Monday, August 17, 2015

Bob Johnston, who produced Bob Dylan, Johnny Cash, and Simon & Garfunkel, has died at 83.

Rolling Stone reports:

Bob Johnston, a staff producer at Columbia Records who worked on legendary LPs like Bob Dylan's Blonde on Blonde, Johnny Cash's At Folsom Prison and Simon & Garfunkel's Parsley, Sage, Rosemary and Thyme, passed away Friday at a Nashville hospice. He was 83.

A friend of Johnston's confirmed the producer's death to the Austin Chronicle, saying, "For several days before, swinging, swaying, and waving around his hands, telling stories out loud, entertaining and consuming all those that saw and heard him. Once he was confined to [a] bed and connected to machines, hospice only gave him a few days to live. He was on morphine to help any pain he was experiencing. Bob's wife told me he pass[ed] away peacefully.

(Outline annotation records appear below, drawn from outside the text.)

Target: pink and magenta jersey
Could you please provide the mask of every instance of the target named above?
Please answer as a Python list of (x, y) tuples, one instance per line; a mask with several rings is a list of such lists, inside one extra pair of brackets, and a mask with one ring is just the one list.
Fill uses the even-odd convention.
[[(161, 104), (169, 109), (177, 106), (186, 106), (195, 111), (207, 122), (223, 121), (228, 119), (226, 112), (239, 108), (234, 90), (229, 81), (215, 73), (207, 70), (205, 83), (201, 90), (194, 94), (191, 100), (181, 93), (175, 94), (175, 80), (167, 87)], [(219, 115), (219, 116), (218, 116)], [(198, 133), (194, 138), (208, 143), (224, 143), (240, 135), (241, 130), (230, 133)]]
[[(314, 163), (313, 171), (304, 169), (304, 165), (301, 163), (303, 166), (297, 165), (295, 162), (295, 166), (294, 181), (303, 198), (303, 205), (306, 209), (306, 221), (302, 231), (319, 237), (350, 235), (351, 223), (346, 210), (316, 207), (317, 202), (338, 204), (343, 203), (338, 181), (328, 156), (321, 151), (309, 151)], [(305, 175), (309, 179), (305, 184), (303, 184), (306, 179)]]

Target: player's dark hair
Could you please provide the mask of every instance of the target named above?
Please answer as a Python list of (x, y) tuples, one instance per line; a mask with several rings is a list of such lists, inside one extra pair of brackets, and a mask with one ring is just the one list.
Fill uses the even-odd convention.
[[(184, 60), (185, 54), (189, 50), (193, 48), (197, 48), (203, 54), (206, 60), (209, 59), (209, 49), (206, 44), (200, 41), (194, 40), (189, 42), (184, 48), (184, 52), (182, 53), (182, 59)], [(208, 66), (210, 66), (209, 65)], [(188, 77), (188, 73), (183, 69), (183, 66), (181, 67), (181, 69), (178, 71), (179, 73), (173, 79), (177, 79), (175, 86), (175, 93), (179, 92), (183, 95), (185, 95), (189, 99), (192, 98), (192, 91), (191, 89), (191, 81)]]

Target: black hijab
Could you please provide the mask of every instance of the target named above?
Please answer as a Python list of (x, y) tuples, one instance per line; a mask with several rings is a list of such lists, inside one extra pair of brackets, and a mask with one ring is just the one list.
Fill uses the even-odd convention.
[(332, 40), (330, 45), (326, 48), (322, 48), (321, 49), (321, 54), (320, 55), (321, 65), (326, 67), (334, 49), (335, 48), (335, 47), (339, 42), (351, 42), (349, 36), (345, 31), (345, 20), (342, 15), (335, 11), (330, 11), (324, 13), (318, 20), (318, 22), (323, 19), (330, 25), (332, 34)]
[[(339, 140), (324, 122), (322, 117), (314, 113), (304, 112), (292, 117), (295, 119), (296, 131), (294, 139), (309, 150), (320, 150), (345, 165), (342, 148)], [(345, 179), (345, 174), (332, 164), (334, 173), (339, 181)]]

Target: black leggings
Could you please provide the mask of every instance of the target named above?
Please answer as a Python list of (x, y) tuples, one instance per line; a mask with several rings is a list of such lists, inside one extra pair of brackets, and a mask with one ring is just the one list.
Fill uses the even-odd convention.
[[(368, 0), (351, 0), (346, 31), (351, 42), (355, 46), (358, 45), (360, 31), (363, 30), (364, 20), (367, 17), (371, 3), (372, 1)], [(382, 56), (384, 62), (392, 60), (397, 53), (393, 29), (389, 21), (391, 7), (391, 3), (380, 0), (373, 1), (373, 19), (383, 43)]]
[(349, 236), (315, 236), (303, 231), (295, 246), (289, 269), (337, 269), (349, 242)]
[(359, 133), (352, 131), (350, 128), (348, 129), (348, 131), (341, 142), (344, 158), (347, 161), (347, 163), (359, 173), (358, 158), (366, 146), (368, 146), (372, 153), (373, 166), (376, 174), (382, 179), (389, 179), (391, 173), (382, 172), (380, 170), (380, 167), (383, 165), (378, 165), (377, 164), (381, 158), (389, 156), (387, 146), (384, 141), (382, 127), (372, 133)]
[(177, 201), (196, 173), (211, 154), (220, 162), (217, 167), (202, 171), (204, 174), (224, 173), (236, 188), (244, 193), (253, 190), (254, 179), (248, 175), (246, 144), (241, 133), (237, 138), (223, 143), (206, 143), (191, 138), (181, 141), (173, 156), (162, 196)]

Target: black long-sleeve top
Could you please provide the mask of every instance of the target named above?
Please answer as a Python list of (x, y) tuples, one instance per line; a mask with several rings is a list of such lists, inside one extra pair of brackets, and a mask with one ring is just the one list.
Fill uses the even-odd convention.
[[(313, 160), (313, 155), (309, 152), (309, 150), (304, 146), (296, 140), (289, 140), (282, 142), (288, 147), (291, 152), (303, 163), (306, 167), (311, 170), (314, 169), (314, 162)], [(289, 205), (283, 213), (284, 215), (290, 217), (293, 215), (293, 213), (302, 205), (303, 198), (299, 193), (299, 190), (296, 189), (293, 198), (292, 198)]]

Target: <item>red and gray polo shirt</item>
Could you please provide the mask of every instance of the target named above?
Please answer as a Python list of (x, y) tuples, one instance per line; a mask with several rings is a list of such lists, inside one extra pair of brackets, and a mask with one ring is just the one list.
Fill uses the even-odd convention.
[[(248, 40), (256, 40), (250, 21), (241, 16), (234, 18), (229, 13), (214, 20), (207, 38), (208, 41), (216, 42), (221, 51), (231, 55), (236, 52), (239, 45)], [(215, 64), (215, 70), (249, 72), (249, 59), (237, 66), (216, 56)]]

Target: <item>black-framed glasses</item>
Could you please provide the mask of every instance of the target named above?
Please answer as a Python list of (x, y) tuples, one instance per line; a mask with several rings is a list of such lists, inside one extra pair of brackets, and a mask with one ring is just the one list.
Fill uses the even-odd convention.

The grand master waved his magical wand for the last time, then disappeared off into the night." . . .

Johnston also . . . produced Leonard Cohen's Songs From a Room and 1971's Songs of Love and Hate, and helmed albums by the Byrds, Jimmy Cliff, Pete Seeger and Marty Robbins. Johnston was also behind the board for Willie Nelson's infamous IRS tapes.

In 2011, Johnston talked about his successful hands-off approach to working with the artists and how he never told them what songs to include or not include on their albums.

"How could I? 'I don't like that song, Paul. Let's get rid of 'Parsley Sage' and do another one. It's too fuckin' slow.' Fuck that! I told Dylan and Cohen and Cash and Simon and everybody else, 'You don't have a contract with me. I got a contract with CBS. You can tell me to hit the fuckin' door. You don't have to call CBS. Just tell me to get the fuck out of here, and I'll be gone," Johnston said. "None of 'em ever messed with the sound, except Paul Simon, a little bit. But everybody else, it was what I did. I was better than everybody else. And everybody else, you compare my work. Blonde on Blonde was voted the best album in rock history. And you compare all the work with what I did and compare the other people's records. I sold a billion fuckin' albums, worldwide."